Hello folks, its been a while since I have been here. I see its not to busy anyway. I see some of you die hards are still here. 

Well, I did a few more cut videos with the Traditional Filipino Weapons Ginunting - 



 I was actually surprised when I saw how thick the bone was. :erg: I had no idea it ws so thick. I hid my expression here but said to myself, WOW! One can only imagine battles done with swords in ancient times. TV does make it look so romantic. This video is pretty but not romantic. :asian:


----------



## Blindside (Sep 23, 2010)

Hi Ron,

Did you recently redesign that ginunting?  One of my students recently got one of yours and the false edge is much shorter than the one I bought from you over a year ago.  

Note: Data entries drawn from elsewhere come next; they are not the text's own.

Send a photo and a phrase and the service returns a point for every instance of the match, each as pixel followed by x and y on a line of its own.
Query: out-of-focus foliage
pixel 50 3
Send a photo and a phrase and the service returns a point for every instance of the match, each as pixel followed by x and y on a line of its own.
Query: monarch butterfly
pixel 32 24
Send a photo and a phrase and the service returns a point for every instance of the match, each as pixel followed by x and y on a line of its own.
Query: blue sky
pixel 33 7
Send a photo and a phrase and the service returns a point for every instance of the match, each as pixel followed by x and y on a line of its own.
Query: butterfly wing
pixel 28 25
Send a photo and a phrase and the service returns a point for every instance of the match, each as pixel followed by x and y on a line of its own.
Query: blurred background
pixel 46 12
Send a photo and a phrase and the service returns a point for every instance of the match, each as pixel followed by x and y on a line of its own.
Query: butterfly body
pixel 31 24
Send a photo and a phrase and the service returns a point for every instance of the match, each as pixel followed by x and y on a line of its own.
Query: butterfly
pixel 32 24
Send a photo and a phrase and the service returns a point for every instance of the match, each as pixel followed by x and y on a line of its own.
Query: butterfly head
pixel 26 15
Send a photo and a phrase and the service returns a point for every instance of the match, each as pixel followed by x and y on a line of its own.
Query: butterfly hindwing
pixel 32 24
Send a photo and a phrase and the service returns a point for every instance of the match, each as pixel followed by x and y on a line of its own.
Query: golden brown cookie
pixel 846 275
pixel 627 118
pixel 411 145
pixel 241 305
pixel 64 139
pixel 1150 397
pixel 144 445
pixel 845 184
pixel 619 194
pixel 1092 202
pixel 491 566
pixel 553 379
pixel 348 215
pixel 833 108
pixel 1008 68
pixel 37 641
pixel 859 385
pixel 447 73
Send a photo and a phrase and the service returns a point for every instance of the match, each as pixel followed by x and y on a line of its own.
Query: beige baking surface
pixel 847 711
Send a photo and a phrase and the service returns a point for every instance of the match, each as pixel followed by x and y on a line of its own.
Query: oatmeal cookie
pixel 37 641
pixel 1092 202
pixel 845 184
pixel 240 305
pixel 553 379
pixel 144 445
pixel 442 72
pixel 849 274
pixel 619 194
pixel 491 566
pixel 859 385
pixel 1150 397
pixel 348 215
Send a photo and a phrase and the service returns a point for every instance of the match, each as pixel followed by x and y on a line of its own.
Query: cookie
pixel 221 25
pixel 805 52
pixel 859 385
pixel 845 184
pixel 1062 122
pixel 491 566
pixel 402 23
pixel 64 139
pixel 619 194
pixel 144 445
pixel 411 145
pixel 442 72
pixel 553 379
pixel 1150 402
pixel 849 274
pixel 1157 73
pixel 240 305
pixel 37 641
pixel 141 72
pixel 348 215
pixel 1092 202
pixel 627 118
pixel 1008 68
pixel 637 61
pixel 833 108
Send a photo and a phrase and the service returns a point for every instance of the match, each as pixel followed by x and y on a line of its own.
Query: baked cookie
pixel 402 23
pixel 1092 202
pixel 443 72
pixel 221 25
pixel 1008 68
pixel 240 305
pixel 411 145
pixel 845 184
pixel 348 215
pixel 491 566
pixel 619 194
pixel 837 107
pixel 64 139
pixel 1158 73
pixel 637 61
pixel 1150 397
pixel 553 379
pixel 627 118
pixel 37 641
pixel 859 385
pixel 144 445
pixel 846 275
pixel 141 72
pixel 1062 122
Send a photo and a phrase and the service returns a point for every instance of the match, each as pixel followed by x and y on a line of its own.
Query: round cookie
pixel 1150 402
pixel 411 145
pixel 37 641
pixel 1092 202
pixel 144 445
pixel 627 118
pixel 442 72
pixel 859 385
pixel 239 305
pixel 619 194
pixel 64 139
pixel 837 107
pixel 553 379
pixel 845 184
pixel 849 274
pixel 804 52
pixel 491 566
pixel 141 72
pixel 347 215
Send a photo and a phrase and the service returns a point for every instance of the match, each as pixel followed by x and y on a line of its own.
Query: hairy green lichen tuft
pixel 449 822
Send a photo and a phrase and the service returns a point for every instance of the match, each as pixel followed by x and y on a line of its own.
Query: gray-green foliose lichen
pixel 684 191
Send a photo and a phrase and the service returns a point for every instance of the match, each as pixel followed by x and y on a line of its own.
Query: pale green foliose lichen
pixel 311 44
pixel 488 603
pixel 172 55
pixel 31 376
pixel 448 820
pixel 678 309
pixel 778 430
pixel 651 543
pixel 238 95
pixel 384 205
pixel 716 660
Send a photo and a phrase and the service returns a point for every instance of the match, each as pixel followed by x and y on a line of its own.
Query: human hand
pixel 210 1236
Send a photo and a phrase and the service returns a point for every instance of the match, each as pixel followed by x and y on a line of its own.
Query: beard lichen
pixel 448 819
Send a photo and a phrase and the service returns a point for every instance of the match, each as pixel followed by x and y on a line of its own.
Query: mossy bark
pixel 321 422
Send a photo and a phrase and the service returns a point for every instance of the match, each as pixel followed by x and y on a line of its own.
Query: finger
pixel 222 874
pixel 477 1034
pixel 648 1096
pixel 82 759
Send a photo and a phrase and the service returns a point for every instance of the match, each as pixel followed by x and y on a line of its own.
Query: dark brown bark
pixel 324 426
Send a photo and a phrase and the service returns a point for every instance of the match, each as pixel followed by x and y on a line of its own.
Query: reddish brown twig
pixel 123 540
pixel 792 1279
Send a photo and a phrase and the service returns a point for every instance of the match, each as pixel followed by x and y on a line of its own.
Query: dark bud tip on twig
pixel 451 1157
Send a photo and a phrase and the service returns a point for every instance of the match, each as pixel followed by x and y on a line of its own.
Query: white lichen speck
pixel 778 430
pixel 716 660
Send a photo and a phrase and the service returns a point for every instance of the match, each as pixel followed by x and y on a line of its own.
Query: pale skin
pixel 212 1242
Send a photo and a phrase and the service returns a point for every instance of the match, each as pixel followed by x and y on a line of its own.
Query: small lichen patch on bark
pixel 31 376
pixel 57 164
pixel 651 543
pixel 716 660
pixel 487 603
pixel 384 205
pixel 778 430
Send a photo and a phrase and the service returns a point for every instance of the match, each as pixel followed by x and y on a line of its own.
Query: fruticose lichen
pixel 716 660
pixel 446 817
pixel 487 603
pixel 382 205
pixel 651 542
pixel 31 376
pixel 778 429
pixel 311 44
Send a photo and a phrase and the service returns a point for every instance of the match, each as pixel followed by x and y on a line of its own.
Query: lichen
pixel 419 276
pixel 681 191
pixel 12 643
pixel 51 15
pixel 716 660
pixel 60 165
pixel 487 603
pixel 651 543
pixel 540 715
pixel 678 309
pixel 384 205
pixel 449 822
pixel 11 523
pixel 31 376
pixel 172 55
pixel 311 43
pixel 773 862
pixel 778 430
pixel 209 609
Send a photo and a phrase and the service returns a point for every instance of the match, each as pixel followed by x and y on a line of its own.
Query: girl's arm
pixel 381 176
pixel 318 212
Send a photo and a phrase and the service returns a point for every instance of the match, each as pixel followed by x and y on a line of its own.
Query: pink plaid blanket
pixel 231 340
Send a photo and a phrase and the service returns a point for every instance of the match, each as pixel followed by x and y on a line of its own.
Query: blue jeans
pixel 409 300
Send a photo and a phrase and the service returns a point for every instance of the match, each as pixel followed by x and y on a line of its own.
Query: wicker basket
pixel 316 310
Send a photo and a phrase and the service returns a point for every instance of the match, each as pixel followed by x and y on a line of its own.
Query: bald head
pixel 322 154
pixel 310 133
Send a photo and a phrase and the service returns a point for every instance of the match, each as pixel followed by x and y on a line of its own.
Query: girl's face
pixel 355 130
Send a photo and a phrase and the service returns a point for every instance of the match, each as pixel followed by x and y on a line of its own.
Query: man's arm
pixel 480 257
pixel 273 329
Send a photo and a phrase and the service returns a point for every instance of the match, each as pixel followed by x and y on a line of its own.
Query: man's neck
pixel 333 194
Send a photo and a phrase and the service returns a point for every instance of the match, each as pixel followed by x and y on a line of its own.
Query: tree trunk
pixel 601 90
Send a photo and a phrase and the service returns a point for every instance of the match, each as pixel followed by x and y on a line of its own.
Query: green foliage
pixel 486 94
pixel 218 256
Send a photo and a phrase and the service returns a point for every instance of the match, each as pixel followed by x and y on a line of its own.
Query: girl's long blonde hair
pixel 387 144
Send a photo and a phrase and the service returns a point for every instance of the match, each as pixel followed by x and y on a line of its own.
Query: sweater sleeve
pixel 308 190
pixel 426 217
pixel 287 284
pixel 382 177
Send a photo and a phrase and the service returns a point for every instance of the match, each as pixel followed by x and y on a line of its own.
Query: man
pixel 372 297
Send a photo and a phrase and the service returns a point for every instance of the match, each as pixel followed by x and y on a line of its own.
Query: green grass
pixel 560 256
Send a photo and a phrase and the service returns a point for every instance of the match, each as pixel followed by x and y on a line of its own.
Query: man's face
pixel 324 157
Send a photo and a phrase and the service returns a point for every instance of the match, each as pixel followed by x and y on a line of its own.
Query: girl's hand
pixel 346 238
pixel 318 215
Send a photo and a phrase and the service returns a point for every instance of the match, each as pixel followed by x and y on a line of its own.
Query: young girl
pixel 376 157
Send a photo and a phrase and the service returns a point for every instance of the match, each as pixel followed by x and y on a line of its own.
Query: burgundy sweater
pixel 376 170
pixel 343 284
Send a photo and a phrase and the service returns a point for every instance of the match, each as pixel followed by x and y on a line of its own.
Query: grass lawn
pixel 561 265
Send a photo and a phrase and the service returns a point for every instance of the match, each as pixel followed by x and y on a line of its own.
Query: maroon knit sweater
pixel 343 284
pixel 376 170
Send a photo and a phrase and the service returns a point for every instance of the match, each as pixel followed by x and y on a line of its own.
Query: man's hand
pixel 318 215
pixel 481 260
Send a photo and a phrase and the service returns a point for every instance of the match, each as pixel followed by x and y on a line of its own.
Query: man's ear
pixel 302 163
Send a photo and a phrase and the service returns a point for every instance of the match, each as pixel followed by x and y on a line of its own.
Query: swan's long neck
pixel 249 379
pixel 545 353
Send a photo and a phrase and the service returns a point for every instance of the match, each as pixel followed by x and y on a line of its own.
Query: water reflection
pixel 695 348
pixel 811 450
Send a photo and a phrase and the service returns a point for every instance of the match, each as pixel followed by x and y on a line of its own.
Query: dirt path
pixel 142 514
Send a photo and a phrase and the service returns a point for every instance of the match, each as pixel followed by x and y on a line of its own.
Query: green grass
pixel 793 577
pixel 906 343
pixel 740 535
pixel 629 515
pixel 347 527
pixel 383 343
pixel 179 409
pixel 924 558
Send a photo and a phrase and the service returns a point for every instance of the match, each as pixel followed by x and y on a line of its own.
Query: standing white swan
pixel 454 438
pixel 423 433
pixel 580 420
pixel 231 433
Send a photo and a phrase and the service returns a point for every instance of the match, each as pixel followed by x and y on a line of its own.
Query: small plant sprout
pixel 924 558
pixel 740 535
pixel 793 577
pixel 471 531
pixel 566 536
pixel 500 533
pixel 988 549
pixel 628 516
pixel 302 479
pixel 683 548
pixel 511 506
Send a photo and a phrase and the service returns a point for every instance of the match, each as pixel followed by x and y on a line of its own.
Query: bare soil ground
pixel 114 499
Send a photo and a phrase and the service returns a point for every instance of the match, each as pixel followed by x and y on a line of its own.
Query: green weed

What drove those changes in design?


----------



## Ron Kosakowski (Sep 23, 2010)

Grand Tuhon Leo Gaje and Tim Wade asked me to change it so it can  be used without harm in geetting cut in the PTK system. In other words, more of the back edge can can be used with the other hand for various in-fighting tactics. I actually like it better myself.


----------



## Blindside (Sep 23, 2010)

Thanks for the info.


----------